Money-saving tips have officially become problematic. The cost of living crisis is shining a harsh light on some of the biggest, most frayed holes in our social safety net. So, it’s not surprising that certain politicians have been lambasted for advising the public to trade down to value products, cook more and get a second job.
Anyone who pretends your average consumer can overcome energy bills of nearly £3,000 and worldwide food shortages through savviness alone is either deluded, callous or both. That’s why Rishi Sunak has agreed, against all his political instincts, to spend an extra £15bn to convert his £200 energy loan into a £400 grant and send emergency payments of £650 to poorer households.

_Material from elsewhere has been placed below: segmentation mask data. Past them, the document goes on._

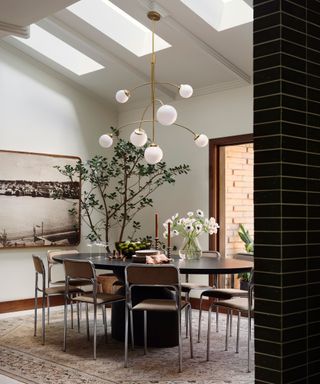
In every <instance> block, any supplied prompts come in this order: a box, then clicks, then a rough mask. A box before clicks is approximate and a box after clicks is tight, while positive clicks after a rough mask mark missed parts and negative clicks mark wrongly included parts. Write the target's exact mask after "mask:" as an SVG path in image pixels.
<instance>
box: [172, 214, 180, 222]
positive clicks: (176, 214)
mask: <svg viewBox="0 0 320 384" xmlns="http://www.w3.org/2000/svg"><path fill="white" fill-rule="evenodd" d="M178 216H179V213H176V214H175V215H173V216H172V217H171V219H172V221H174V220H175V219H176V218H177V217H178Z"/></svg>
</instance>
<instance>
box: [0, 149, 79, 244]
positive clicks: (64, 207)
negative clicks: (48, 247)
mask: <svg viewBox="0 0 320 384" xmlns="http://www.w3.org/2000/svg"><path fill="white" fill-rule="evenodd" d="M80 160H81V159H80V157H76V156H64V155H54V154H47V153H36V152H21V151H9V150H0V164H1V167H0V251H1V249H7V248H27V247H45V246H50V247H51V246H59V247H62V246H75V245H78V244H79V243H80V229H81V225H80V224H81V219H80V197H81V183H80V179H79V180H72V181H71V180H69V179H67V177H66V176H64V175H62V174H61V173H60V172H59V171H58V169H56V168H55V167H56V166H60V167H63V166H65V165H70V166H73V167H74V166H76V164H77V162H78V161H80ZM57 196H59V198H57ZM71 210H72V211H73V214H70V212H71Z"/></svg>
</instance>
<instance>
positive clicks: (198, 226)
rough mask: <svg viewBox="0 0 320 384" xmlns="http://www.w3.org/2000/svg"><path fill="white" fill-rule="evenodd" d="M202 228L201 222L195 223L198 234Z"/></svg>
mask: <svg viewBox="0 0 320 384" xmlns="http://www.w3.org/2000/svg"><path fill="white" fill-rule="evenodd" d="M202 228H203V226H202V224H200V223H199V224H196V233H197V234H200V233H201V232H202Z"/></svg>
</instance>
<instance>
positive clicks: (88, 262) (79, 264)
mask: <svg viewBox="0 0 320 384" xmlns="http://www.w3.org/2000/svg"><path fill="white" fill-rule="evenodd" d="M72 264H73V265H77V264H78V266H81V264H82V266H85V265H87V267H88V270H89V273H88V275H85V274H84V273H80V274H79V275H77V274H74V273H73V272H72V271H70V265H72ZM64 266H65V278H66V280H65V281H66V293H65V302H64V332H63V351H64V352H66V350H67V303H68V300H71V301H76V302H77V304H79V303H82V302H84V303H85V304H86V323H87V338H88V340H89V339H90V332H89V313H88V305H89V304H91V305H93V316H94V317H93V358H94V360H96V357H97V352H96V351H97V308H98V306H101V310H102V318H103V324H104V332H105V341H106V342H107V317H106V308H105V306H106V305H107V304H112V303H115V302H118V301H123V300H125V298H124V297H123V296H120V295H115V294H99V295H100V296H99V297H98V282H97V275H96V270H95V267H94V264H93V263H92V261H91V260H72V259H65V260H64ZM79 281H80V282H81V281H82V282H83V283H88V285H92V293H82V294H81V295H79V296H77V297H72V296H70V286H71V288H72V283H75V282H79ZM86 285H87V284H86ZM98 299H99V300H100V299H101V302H99V303H98ZM88 300H89V301H88ZM79 329H80V318H79V317H78V330H79Z"/></svg>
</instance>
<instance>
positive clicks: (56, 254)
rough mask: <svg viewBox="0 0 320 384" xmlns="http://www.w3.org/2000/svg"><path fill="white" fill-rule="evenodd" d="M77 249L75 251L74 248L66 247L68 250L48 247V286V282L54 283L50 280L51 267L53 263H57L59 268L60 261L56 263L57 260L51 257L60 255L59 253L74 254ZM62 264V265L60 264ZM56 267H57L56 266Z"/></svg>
mask: <svg viewBox="0 0 320 384" xmlns="http://www.w3.org/2000/svg"><path fill="white" fill-rule="evenodd" d="M78 253H79V251H77V250H76V249H68V250H65V251H63V250H61V249H49V250H48V251H47V261H48V286H50V284H54V283H55V282H54V281H52V268H53V266H54V265H57V264H59V268H60V265H61V264H60V263H58V262H57V261H55V260H54V259H53V258H54V257H55V256H61V255H76V254H78ZM61 266H62V265H61ZM57 268H58V267H57Z"/></svg>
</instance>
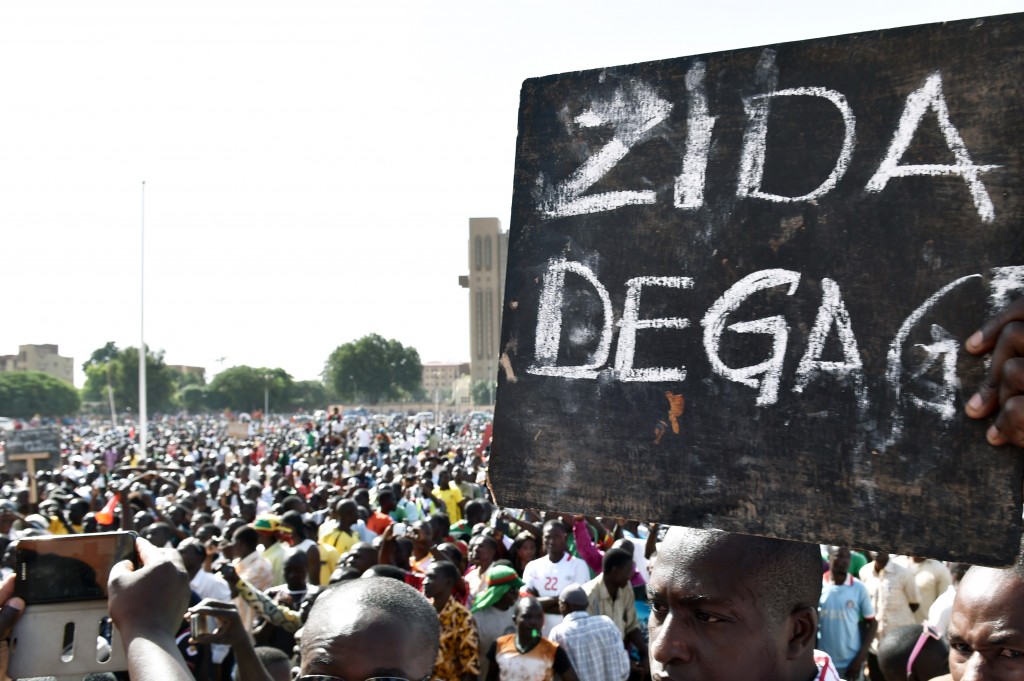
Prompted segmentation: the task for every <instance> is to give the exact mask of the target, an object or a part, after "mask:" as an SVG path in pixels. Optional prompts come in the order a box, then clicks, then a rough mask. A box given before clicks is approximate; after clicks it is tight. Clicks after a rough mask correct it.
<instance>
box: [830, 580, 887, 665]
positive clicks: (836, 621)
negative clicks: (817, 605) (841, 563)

Tory MPs will be far more reluctant to offer up their startingly original money-saving strategies when their own Chancellor has conceded they aren’t enough. Still, spare a thought for financial journalists who are being asked to do the increasingly impossible: provide advice that doesn’t come across as out of touch, judgemental and patronising.
There’s growing public hostility to even the most well-intentioned and useful suggestions. One producer told me just before a pre-recorded radio interview that their young audience feedback on money-saving tips has become far more negative recently (before asking me to deliver my best money-saving tips. No pressure!)
It’s partly because the scales are dropping from our eyes about today’s online hustle culture. Influencers, entrepreneurs and so-called “girl boss” feminists might have previously persuaded us that individual effort can always triumph over adverse circumstances without any loss of integrity or authenticity.
Now, we’re not so sure. And that objectivity has extended to money-saving. We’re slowly realising it’s all a bit more complicated than the clickbait articles and 60-second “how to” videos would have us believe.
Take food shopping, the most obvious place to start cutting back. Experts rightly preach the benefits of cooking meals at home, being resourceful with ingredients and shunning expensive takeaways. All of this is self-evident if you’re of an older vintage, having grown up with finite food choice and simple meals (probably cooked by a stay-at-home mum) every night.
But achieving the maximum food savings today requires that most of us make radical lifestyle changes. I am largely in control of my hours with no dependents or caring responsibilities. But a working life still means I don’t always have the time and energy for the demands of food frugality.
Batch cooking, meal planning, comparison shopping, getting to the clearance shelves at the right time…it can all become incredibly time-consuming, disruptive and exhausting for working families, as anti-poverty campaigner Jack Monroe has argued. Of course, poorer households have no choice. But the rest of us with a financial cushion make trade-offs so we’re not trapped in constant drudgery.
However, there’s another reason why money-saving advice can sometimes feel disconnected from reality. It assumes we are all homo economicus, the model put forward by John Stuart Mill in the 19th century to describe our infinite capacity to make rational decisions. Just stop doing this, start doing that, and hey presto, you’ll save money. Simple!
Except… we’re less homo economicus, more Homer Simpson (to borrow a joke from Philip Corr and Anke Plagnol). In their book, Behavioural Economics: The Basics, the two academics describe various experiences that will be familiar to all of us, no matter how rational we try to be.
There’s our misuse of commitment devices, like expensive gym memberships we don’t use despite our best intentions. There’s our inconsistent “mental accounting” whereby we might scrimp in one area while splashing out in another. And think about how much our spending is driven by psychological and physiological states (such as stress or hunger), which in turn can be heavily determined by our personality traits.
When Homer sells his soul to The Devil Flanders for a doughnut, we can all relate on some level. Just substitute the donut for whatever product has forged those instant, delicious reward pathways in your head. Because I guarantee you, there will be at least one. And breaking down those pathways once they start controlling you is the single hardest thing you can do. But it’s undoubtedly the most important.
That’s why I empathise with the students living in my building who use takeaway apps several times a week. These apps are addictive, normalised and relentlessly marketed. But it’s why those young people need deeper advice on how to end their reliance on takeaways, which will save them thousands of pounds in the long run. Simply telling them to stop won’t work.
None of us should give up trying to save money. But it’s time to acknowledge the often overwhelming internal and external forces that mean for many of us, money-saving is more in the breach than the observance.